Synchronous writes are guaranteed in both systems, and they have much in common as far as a Sysadmin running a database is concerned. At failover time, the backup server will start MySQL and present its mirror copy of the data. And as previously stated, DRBD operates at the block level and our software operates at the file level using GlusterFS. One nice side effect of this is that you don't need to create a separate partition or logical volume just for your highly available data. Just point our setup utility at your database directory and it can remain a part of your original filesystem.
But where we differ most is that DRBD is highly specialized for mirroring data. On the other hand, we are highly specialized at mirroring servers and creating a cluster environment.
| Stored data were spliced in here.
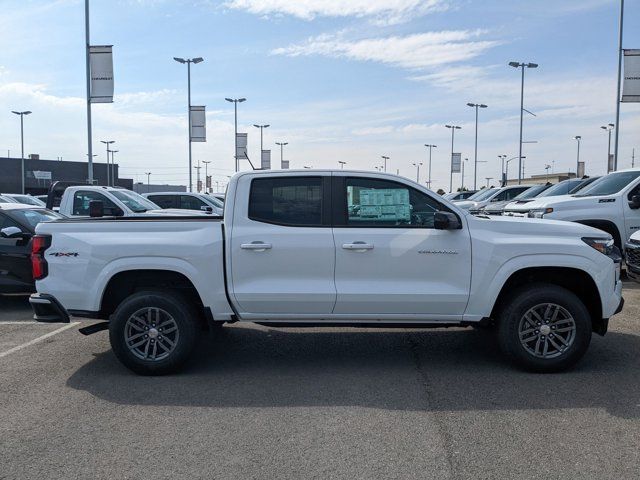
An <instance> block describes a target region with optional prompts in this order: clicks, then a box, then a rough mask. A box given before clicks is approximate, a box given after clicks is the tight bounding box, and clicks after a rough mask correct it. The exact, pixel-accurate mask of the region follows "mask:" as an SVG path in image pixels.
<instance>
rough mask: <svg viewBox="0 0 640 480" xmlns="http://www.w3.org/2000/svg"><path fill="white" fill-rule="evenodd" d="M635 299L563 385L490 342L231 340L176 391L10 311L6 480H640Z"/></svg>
mask: <svg viewBox="0 0 640 480" xmlns="http://www.w3.org/2000/svg"><path fill="white" fill-rule="evenodd" d="M624 296H625V298H626V301H627V303H626V305H625V309H624V311H623V313H621V314H619V315H617V316H616V317H614V319H613V320H612V321H611V324H610V331H609V333H608V334H607V335H606V337H604V338H602V337H599V336H597V335H594V337H593V341H592V344H591V347H590V350H589V352H588V353H587V355H586V357H585V358H584V360H583V361H582V362H581V363H580V364H579V365H578V366H577V367H576V368H574V369H573V370H571V371H569V372H566V373H561V374H553V375H538V374H530V373H524V372H522V371H519V370H517V369H515V368H513V367H512V366H510V365H509V364H507V363H505V362H504V361H503V359H502V357H501V355H500V354H499V352H498V349H497V344H496V342H495V341H494V339H493V336H492V335H491V334H490V333H489V332H486V331H475V330H472V329H436V330H368V329H332V328H327V329H315V328H314V329H279V328H278V329H275V328H265V327H260V326H255V325H230V326H225V327H224V328H223V331H222V333H221V334H219V335H217V336H215V337H214V336H209V337H207V338H203V339H202V341H201V342H200V345H199V348H198V351H197V352H196V354H195V355H194V358H193V361H192V362H191V363H190V365H189V366H188V368H187V369H186V370H185V371H183V372H182V373H181V374H178V375H173V376H166V377H139V376H136V375H134V374H132V373H130V372H129V371H128V370H126V369H125V368H124V367H123V366H121V365H120V363H118V361H117V360H116V359H115V357H114V355H113V354H112V353H111V351H110V348H109V343H108V338H107V333H106V332H100V333H98V334H95V335H92V336H90V337H83V336H81V335H80V334H79V333H78V331H77V329H78V326H79V324H74V325H72V326H70V327H68V328H66V329H64V330H61V327H62V326H61V325H42V324H35V323H32V322H30V320H31V312H30V309H29V308H28V305H27V302H26V298H25V297H0V385H1V389H0V439H1V440H0V465H1V467H0V479H5V478H6V479H14V478H38V479H42V478H47V479H52V478H64V479H71V478H92V479H97V478H109V479H124V478H132V479H147V478H150V479H151V478H153V479H163V478H207V479H213V478H219V479H231V478H241V479H248V478H256V479H258V478H259V479H268V478H291V479H301V478H322V479H325V478H336V479H337V478H345V479H356V478H357V479H360V478H362V479H372V478H385V479H386V478H403V479H404V478H420V479H430V478H434V479H441V478H442V479H449V478H452V479H485V478H486V479H496V478H505V479H519V478H522V479H529V478H548V479H555V478H558V479H560V478H562V479H579V478H580V479H583V478H590V479H591V478H593V479H614V478H616V479H621V478H624V479H632V478H640V473H639V472H640V323H639V321H638V314H639V313H640V287H639V286H636V285H634V284H630V283H629V284H626V285H625V290H624ZM7 352H8V353H7Z"/></svg>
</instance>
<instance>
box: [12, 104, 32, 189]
mask: <svg viewBox="0 0 640 480" xmlns="http://www.w3.org/2000/svg"><path fill="white" fill-rule="evenodd" d="M11 113H15V114H16V115H20V149H21V152H22V153H21V155H20V171H21V172H22V173H21V180H20V185H21V187H20V188H21V193H22V194H23V195H24V116H25V115H30V114H31V111H30V110H25V111H23V112H16V111H14V110H12V111H11Z"/></svg>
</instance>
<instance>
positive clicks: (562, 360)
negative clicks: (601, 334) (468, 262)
mask: <svg viewBox="0 0 640 480" xmlns="http://www.w3.org/2000/svg"><path fill="white" fill-rule="evenodd" d="M591 330H592V328H591V317H590V315H589V311H588V310H587V308H586V307H585V305H584V304H583V303H582V301H581V300H580V299H579V298H578V297H577V296H576V295H575V294H573V293H572V292H570V291H568V290H566V289H564V288H562V287H559V286H556V285H547V284H536V285H532V286H528V287H523V288H521V289H519V290H517V291H515V292H514V295H513V299H512V300H510V301H508V303H507V304H506V305H505V306H504V308H503V309H502V311H501V313H500V315H499V318H498V336H499V341H500V347H501V349H502V351H503V352H504V353H505V354H506V355H507V356H508V357H510V358H511V359H513V360H514V361H515V362H516V363H518V364H519V365H520V366H522V367H523V368H525V369H527V370H530V371H535V372H557V371H561V370H564V369H567V368H569V367H571V366H572V365H574V364H575V363H576V362H577V361H578V360H580V359H581V358H582V356H583V355H584V354H585V352H586V351H587V348H588V347H589V343H590V342H591Z"/></svg>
ClusterMaker is essentially a complex wrapper around many subsystems that combine to provide several Linux high availability technologies all at once. We include Point in Time Snapshots (for system state and data) with rollback, data mirroring, IP failover, IP load balancing, real time cluster monitoring, and rapid point and click scale out onto additional hardware for applications like Apache and Tomcat.
So if you want a proven low overhead method for mirroring data, DRDB is a great choice and more appropriate than ClusterMaker. But if you want the whole server to be mirrored, such that changes to *any* files get replicated, then DRBD will generally not do this for you. Some system files cannot be replicated without breaking the destination server, and deciding which ones to replicate and when to replicate them is complicated. We also distinguish between master server, backup server, and diskless PXE boot worker nodes which have no local data at all but boot directly into the shared root cluster filesystem on the master to access applications.
As such, ClusterMaker is intended to be more of a holistic platform for general purpose Linux HA clusters than a specific technology which is focused tightly on one task. It cannot be compared to DRBD on a point for point basis; they are very different in purpose.